Źródło: Janusz Korczak, Dzieła, tom 7: Jak kochać dziecko. Dziecko w rodzinie, Warszawa: Oficyna Wydawnicza Latona, 1993.
"Szacunku dla bieżącej godziny, dla dnia dzisiejszego. Jak będzie umiało jutro, gdy nie dajemy żyć dziś świadomym, odpowiedzialnym życiem? Nie deptać, nie poniewierać, nie oddawać w niewolę jutra, nie gasić, nie śpieszyć, nie pędzić".
Żródło: Janusz Korczak - Prawo dziecka do szacunku. W: Wołoszyn S.: Korczak, Warszawa, 1978
"Doświadczenie paru niestosownych pytań, nieudanych żartów, zdradzonych tajemnic, niebacznych zwierzeń uczy dziecko odnosić się do dorosłych, jak do oswojonych, ale dzikich zwierząt, których nigdy nie można być dość pewny".
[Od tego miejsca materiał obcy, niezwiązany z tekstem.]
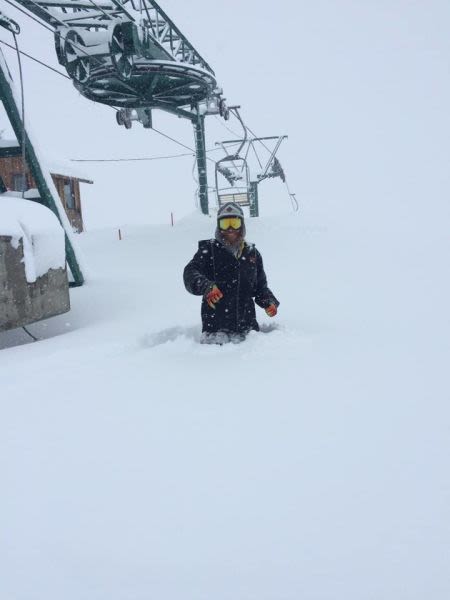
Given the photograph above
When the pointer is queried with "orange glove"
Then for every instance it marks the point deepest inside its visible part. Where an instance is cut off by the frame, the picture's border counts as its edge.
(213, 296)
(271, 310)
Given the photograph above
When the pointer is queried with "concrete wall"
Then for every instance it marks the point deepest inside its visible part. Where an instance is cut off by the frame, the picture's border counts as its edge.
(22, 302)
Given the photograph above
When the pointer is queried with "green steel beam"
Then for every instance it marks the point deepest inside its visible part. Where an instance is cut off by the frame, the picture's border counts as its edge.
(11, 108)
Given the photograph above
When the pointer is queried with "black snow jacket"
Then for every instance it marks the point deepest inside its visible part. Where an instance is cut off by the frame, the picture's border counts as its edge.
(239, 279)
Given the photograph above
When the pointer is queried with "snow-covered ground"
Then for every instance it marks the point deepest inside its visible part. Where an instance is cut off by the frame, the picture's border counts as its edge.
(310, 461)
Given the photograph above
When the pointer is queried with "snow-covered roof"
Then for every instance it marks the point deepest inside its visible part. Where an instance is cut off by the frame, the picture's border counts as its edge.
(66, 168)
(40, 231)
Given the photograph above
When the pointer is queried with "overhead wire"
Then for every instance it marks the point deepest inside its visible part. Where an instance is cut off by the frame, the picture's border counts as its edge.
(36, 60)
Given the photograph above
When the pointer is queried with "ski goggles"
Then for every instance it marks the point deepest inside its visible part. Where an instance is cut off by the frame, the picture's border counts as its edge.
(230, 222)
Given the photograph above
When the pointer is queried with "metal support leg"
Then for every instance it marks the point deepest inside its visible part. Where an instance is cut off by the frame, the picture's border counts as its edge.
(254, 206)
(7, 97)
(200, 148)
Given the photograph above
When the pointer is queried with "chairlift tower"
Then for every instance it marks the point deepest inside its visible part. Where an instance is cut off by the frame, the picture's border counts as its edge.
(129, 54)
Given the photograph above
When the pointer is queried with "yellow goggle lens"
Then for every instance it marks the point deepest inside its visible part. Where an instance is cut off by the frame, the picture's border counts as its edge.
(233, 222)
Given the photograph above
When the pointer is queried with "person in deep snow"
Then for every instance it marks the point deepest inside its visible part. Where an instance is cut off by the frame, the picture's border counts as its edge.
(228, 272)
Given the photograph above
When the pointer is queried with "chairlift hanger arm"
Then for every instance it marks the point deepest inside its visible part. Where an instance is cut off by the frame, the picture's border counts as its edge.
(272, 156)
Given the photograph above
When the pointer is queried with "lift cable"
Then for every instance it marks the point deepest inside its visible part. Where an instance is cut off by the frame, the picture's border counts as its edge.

"Kto i kiedy, w jak wyjątkowych warunkach, ośmieli się dorosłego pchnąć, szarpnąć, uderzyć? A jak codzienny i niewinny klaps wymierzony dziecku, mocne pociągnięcie za rękę, bolesny uścisk pieszczoty".
Źródło: Janusz Korczak, Dzieła, tom 7: Jak kochać dziecko. Prawo dziecka do szacunku, Warszawa: Oficyna Wydawnicza Latona, 1993.
"Jeśli umiecie diagnozować radość dziecka i jej natężenie, musicie dostrzec, że najwyższą jest radość pokonanej trudności, osiągniętego celu, odkrytej tajemnicy. Radość tryumfu i szczęście samodzielności, opanowania, władania".
Źródło: Janusz Korczak, Dzieła, tom 7: Jak kochać dziecko. Dziecko w rodzinie, Warszawa: Oficyna Wydawnicza Latona, 1993.